Optimizing credit card rewards requires finding your comfort level. How far are you willing to go? How complicated are you willing to make things to maximize your savings?
“It's all about where you draw the line between having fun gaming the system and stressing yourself out over nickels and dimes. I'd crossed my line, and I didn't like it.”
Plenty of people would be totally cool with splitting this purchase among three or more cards and maybe even throwing in the balance of a gift card, too. It doesn't matter much to the person at the register — using an additional card adds maybe 10 seconds to the transaction. If they allow you to do it, feel free to do so.
It's all about where you draw the line between having fun gaming the system and stressing yourself out over nickels and dimes. I'd crossed my line, and I didn't like it.
Personal strategies from our credit card writers |
• Chanelle Bessette: A Card for Every Case • Gregory Karp: Making Simplicity Rewarding • Melissa Lambarena: Two Cover the Bases and One’s on Deck • Robin Saks Frankel: Fund Summer Camp, Get 'Chase Trifecta' • Kimberly Palmer: Stretch the Budget With Cash Back • Claire Tsosie: I'm Disloyal, and It's Paying Off • Sara Rathner: Meet #TravelGoals Via Smart Swiping |
I used to clip coupons but had to stop because I was driving myself crazy. I'd buy 24 rolls of toilet paper, then see a coupon for 25 cents off, and I would get legitimately angry. I'm no psycholologismist, but that doesn't sound healthy. Neither does spending weeks treading water on a purchase because I'm worried about a rounding error's worth of rewards.

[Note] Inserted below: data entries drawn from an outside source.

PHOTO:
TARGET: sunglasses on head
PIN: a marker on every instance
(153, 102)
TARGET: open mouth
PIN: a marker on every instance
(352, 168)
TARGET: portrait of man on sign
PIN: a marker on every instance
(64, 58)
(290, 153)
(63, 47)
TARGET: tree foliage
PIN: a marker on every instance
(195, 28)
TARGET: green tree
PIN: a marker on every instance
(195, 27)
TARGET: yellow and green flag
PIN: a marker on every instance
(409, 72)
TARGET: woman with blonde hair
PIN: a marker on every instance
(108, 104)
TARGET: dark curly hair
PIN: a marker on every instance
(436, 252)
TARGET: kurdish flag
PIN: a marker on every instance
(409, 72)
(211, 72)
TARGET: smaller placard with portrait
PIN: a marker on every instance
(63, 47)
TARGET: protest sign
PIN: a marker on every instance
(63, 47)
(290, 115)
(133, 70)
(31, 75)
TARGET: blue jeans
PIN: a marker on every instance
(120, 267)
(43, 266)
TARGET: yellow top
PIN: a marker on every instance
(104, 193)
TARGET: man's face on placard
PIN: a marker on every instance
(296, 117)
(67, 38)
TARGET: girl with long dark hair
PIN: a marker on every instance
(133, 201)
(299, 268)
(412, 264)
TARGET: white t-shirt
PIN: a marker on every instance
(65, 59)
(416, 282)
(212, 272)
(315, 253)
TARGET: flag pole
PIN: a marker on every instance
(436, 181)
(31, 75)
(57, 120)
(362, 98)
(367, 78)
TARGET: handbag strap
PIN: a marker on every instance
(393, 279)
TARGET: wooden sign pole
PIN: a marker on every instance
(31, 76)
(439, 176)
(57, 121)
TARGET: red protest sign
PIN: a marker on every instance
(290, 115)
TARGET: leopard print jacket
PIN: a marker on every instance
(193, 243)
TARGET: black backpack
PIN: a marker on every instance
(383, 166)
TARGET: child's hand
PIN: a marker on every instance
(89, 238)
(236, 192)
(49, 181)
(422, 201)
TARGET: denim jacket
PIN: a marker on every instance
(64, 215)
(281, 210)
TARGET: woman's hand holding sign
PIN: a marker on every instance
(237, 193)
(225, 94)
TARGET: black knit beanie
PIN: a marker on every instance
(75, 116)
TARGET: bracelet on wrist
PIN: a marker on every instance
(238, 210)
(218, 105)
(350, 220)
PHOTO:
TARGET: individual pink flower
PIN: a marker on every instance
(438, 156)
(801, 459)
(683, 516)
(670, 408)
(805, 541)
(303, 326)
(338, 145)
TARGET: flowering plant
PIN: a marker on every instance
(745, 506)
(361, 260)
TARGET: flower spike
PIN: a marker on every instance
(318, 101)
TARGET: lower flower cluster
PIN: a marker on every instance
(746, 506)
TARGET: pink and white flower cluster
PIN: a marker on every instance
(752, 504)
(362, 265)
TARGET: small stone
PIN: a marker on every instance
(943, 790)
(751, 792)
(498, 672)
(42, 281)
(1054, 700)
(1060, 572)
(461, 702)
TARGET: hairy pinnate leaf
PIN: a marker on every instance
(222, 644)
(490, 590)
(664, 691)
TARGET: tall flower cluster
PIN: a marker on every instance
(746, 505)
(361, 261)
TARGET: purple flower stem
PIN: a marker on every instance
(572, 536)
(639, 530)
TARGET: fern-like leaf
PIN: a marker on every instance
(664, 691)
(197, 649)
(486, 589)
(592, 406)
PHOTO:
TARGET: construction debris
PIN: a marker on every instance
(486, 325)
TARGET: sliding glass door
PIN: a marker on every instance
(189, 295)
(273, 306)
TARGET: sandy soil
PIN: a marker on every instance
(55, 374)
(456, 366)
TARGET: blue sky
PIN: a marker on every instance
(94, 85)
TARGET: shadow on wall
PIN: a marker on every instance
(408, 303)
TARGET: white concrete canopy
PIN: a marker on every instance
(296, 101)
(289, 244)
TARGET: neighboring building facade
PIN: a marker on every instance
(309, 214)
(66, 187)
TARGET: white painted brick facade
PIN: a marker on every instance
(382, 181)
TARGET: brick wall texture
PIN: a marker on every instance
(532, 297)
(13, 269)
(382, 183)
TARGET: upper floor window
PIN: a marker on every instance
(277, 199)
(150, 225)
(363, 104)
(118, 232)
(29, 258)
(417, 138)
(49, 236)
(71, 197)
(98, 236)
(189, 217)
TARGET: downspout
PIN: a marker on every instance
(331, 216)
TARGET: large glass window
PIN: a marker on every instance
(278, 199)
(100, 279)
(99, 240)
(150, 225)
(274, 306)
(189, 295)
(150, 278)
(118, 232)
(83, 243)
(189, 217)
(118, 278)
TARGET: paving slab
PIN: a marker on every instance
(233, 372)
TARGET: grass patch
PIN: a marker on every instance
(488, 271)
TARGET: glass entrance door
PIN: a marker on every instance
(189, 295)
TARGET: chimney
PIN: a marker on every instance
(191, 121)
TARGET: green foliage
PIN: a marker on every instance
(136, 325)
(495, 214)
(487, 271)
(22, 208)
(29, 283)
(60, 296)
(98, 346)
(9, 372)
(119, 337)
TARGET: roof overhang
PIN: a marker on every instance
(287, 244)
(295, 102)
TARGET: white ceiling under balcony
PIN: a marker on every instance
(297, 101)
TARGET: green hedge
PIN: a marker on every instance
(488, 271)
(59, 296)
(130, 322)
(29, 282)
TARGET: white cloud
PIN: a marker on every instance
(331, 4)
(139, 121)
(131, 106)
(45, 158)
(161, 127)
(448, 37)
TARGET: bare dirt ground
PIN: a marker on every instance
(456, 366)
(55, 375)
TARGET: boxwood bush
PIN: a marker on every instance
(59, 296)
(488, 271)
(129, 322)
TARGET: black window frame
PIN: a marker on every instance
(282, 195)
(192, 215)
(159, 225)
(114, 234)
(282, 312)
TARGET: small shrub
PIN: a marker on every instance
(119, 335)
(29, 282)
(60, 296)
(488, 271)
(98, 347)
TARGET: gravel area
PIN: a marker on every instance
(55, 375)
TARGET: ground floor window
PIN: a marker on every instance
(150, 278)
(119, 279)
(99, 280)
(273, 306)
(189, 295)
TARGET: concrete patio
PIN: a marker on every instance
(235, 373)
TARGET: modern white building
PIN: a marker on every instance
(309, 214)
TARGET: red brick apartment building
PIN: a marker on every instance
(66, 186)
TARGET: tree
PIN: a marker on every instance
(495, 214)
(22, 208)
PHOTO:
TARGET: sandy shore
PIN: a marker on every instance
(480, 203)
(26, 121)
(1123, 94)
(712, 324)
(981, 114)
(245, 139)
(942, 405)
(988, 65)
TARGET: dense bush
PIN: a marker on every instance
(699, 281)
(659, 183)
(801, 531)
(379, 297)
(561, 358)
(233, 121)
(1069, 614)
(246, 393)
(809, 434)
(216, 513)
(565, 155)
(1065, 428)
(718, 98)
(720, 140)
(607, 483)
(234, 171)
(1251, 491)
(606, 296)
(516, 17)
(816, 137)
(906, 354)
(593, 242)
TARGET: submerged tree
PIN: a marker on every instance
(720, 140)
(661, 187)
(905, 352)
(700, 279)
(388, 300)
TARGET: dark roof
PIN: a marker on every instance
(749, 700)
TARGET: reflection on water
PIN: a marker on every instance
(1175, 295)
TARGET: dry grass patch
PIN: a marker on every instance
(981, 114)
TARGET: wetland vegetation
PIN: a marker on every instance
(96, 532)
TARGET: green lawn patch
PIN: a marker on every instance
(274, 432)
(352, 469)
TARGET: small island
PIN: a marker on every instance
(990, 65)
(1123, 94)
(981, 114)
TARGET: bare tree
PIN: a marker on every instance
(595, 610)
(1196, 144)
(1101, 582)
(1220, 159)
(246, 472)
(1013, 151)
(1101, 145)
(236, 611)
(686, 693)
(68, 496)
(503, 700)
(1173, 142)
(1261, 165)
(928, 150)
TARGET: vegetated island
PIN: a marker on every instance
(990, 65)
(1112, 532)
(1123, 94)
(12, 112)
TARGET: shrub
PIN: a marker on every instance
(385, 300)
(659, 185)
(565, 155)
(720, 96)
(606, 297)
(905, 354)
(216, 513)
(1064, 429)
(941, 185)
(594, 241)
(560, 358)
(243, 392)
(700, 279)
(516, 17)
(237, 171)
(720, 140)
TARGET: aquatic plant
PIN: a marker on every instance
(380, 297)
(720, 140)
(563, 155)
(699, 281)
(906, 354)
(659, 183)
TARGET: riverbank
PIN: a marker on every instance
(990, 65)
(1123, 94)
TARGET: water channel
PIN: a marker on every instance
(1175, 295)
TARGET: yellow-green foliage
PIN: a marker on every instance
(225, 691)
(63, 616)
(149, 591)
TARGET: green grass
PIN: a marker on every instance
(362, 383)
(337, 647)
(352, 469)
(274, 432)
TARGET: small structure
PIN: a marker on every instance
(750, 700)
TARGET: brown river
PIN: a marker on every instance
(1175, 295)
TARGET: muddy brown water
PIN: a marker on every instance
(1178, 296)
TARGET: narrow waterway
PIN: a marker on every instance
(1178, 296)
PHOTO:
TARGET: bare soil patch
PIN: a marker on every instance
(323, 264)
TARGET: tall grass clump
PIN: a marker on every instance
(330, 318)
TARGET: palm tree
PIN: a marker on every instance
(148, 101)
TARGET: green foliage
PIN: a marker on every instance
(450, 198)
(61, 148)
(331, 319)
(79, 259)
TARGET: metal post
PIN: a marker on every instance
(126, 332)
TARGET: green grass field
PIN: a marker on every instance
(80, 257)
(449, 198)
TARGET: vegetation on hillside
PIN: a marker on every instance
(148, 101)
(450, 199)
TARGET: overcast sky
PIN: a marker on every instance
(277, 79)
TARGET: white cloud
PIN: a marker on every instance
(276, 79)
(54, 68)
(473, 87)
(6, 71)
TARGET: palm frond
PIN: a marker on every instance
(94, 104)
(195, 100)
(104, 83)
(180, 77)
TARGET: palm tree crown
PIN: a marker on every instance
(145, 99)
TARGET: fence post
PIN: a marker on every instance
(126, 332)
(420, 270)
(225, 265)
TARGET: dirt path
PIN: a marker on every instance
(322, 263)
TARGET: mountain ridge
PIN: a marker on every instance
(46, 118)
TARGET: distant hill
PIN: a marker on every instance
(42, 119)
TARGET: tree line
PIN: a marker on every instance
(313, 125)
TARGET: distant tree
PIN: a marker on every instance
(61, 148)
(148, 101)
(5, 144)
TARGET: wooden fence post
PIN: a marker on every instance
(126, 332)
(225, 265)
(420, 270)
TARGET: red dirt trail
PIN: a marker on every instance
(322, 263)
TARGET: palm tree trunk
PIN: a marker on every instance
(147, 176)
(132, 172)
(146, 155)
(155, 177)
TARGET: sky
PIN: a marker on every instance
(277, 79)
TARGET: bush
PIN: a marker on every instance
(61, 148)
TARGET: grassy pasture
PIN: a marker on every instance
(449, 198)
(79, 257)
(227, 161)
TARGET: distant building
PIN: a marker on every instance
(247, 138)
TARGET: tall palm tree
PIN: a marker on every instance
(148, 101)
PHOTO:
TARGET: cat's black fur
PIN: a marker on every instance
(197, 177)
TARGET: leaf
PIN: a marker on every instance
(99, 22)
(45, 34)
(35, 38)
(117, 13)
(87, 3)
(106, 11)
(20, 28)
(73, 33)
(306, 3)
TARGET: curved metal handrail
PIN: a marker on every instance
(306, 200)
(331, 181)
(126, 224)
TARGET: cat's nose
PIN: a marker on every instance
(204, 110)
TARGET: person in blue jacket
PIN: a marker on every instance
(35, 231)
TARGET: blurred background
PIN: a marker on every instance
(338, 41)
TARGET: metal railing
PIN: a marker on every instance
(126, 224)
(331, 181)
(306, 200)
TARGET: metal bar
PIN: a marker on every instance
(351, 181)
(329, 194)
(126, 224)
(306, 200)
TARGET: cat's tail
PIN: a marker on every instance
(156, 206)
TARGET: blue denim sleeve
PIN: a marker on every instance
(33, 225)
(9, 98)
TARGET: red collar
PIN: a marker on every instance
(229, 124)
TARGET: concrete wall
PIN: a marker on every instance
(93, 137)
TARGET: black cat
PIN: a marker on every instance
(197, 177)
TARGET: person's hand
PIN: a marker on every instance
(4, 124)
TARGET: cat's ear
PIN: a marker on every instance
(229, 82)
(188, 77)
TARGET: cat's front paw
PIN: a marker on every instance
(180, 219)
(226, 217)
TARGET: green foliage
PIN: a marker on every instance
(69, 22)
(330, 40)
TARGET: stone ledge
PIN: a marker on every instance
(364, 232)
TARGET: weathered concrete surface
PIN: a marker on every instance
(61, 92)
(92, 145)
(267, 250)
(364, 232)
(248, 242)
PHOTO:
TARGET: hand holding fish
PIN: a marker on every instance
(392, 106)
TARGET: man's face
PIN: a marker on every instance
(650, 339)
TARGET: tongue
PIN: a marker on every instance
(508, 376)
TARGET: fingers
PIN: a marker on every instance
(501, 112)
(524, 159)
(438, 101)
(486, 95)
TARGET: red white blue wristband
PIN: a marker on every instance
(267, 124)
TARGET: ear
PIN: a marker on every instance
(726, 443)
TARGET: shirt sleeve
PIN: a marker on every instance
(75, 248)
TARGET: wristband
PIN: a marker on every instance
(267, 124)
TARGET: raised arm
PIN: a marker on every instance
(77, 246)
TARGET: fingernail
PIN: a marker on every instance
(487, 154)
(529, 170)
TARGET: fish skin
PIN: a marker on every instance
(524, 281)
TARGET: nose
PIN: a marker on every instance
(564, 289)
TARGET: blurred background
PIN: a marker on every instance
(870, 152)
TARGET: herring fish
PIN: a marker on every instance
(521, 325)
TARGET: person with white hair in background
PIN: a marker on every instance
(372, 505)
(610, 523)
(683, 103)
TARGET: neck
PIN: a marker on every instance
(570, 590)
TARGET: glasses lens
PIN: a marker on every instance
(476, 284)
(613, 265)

I still don't have my dishwasher. Because I waited until so close to Christmas, delivery was going to take a month, but it's coming. Until then, I'll just keep washing and drying and hoping and praying.
And trying to forget something I remembered while leaving Lowe's. If I had just used my Chase Freedom® to buy the dishwasher at a department store any time in the last three months of 2018, I could have gotten 5% cash back in one fell swoop. Dang it!